When faced with an unpaid wage claim (such as one brought under the Fair Labor Standards Act — FLSA, for short), an employer has one option that is often off the table, an option nicknamed the "nuclear option".
What is it?
It is to close the business, either through a bankruptcy or just an outright dissolution.
It’s often unthinkable because of the other consequences that such a decision can bring. And it is far from foolproof.
Why? Because often times, the owners will open up a new company that may be deemed to be a "successor" to the original and be forced to pay any judgment from the original company.
Case in point? Medina v. Unlimited Systems, LLC (download here), a recent federal district court decision in Connecticut.
In Medina, a small business was faced with tens of thousands of dollars in unpaid wages. The owners set up another company that, according to the decision, did the same type of work as the original company. The court ultimately found that this new company was a successor.
The court’s analysis is what is particularly notable about the case. The court said that, in the Second Circuit, the test for determining successor liability is unresolved. Therefore, the court looked at three different tests and punted.

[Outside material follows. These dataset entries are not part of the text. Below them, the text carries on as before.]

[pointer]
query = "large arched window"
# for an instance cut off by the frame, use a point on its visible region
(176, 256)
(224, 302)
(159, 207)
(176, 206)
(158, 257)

It said that it did not need to decide which test applied because under any of these tests, the new company was a successor.
For anyone looking at successor liability, the case provides a good description of each of the tests.
For small businesses faced with a significant piece of litigation, this case is an important reminder that setting up a new company may not solve the original company’s ills but rather merely postpone them until a judgment day later.
Also, do not merely rely on this legal issue if faced with an unpaid wage claim. In Connecticut, the state has gone after company owners as well on unpaid wage claims. Employers should certainly consider hiring legal counsel when financial troubles begin so that a big problem doesn’t become a bigger one.